Principles of management of fractures

In a nutshell ...

Principles of fracture management
Resuscitation
Reduce (if necessary)
Hold
Rehabilitate the limb and the patient

When discussing any given fracture consider the following six points:

1. Initial emergency measures

2. Does the fracture require reduction?
3. If reduction of the fracture is required, how will it be achieved?
4. What support is required, and for how long?
5. Consideration of soft-tissue injury?
6. Does the patient need to be admitted?

This allows you time to organise your thoughts, gives you a framework for discussing your answer, and
allows the examiners to steer you to the points that they want you to discuss, without the feeling that you
have missed out any important principles. You can then address the fracture that you have been asked to
assess with reference to each relevant principle in greater detail.

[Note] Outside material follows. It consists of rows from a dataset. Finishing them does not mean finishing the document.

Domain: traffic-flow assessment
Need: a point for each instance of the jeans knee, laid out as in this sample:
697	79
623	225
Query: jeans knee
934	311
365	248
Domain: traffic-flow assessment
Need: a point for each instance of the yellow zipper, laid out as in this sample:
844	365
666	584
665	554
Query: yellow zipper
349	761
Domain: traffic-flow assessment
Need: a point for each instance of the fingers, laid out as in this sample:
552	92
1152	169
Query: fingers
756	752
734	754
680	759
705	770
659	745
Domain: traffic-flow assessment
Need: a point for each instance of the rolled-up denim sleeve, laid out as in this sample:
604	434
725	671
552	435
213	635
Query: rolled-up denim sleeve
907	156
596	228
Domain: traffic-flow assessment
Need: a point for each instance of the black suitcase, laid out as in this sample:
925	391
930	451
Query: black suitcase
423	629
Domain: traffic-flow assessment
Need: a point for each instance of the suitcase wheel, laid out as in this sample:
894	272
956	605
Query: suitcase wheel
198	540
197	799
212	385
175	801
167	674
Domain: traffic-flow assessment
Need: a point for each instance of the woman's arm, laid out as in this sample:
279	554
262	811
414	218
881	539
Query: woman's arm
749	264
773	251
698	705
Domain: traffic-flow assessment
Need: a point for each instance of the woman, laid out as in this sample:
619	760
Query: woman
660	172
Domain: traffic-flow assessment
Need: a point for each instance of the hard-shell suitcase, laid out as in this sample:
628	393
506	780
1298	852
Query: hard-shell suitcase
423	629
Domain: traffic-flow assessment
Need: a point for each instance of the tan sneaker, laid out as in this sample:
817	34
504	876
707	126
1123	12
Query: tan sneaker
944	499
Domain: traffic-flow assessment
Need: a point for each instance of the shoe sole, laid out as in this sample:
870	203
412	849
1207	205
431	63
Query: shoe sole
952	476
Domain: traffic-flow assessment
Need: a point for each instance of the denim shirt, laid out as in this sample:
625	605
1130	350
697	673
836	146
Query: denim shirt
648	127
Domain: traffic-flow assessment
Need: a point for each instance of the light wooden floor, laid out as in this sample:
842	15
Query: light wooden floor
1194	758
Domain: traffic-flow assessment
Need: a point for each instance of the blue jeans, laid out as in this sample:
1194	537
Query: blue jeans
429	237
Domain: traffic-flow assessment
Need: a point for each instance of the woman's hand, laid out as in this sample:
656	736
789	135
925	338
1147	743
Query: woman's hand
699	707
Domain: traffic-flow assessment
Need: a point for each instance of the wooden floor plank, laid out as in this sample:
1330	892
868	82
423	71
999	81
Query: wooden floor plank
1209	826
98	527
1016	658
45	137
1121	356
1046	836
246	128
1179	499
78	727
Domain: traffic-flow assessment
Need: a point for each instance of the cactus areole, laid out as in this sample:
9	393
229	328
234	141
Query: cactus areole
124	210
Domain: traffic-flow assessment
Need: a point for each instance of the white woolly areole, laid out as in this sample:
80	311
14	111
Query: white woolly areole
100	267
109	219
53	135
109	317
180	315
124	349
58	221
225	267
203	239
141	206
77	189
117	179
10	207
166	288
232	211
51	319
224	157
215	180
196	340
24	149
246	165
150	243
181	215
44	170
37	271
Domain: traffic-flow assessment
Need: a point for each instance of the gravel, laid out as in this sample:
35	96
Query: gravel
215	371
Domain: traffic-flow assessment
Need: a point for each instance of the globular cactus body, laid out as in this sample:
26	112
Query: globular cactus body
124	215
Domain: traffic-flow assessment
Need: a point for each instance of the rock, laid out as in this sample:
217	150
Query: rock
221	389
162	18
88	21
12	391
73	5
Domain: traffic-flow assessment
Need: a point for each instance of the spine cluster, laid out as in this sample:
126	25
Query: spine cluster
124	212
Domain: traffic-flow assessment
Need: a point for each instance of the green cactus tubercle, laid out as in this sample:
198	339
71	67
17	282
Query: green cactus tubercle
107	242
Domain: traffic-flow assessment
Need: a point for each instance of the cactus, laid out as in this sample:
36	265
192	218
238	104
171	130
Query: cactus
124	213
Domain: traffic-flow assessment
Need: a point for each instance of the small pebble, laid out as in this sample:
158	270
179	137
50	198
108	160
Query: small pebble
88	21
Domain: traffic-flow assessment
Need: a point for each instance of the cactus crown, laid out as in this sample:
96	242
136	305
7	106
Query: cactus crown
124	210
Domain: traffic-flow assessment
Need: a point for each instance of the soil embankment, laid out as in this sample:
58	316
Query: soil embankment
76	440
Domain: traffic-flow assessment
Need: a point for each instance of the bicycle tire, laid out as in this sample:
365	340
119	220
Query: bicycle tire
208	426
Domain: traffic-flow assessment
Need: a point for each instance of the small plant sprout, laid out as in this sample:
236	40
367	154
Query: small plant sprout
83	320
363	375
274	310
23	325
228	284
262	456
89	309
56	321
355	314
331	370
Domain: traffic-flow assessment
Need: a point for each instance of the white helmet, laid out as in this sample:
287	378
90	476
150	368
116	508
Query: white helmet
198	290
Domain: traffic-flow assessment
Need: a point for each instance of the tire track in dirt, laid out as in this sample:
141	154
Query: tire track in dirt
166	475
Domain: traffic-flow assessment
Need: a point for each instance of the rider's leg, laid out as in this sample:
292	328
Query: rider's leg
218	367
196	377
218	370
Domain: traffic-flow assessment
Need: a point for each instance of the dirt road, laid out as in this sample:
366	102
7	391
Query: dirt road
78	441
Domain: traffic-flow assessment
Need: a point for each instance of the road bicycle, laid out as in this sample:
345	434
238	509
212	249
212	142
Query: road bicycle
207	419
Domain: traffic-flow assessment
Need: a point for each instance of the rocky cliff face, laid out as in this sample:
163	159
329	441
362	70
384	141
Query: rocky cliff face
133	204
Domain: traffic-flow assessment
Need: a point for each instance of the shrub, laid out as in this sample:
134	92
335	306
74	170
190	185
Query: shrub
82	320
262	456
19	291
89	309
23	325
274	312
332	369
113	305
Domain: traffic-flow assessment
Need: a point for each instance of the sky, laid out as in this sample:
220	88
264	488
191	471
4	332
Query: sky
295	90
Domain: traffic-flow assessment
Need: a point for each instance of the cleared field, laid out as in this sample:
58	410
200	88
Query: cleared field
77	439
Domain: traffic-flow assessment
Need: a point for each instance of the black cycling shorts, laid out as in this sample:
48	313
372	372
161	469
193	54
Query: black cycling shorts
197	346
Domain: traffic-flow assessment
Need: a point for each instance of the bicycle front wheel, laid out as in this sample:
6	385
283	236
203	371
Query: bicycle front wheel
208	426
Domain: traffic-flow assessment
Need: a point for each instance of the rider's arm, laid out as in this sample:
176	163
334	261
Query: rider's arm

Initial emergency measures

Resuscitation following ATLS guidelines for all major trauma • Temporary splint (eg sandbags, inflatable
splints) • Reposition deformed limbs immediately if overlying skin at risk • If open fracture take
photographs and swabs, cover with sterile dressings, give antibiotics and tetanus prophylaxis • Assess
clinically and radiologically

Does the fracture require reduction?

No it does not:
If undisplaced
If displacement likely to be corrected by remodelling (eg in children) • If risks of anaesthesia outweigh
disadvantage of deformity

Yes it does:
If slight displacement in functionally vital area (eg articular surface) • If significantly displaced, angled or
rotated (criteria vary for each fracture)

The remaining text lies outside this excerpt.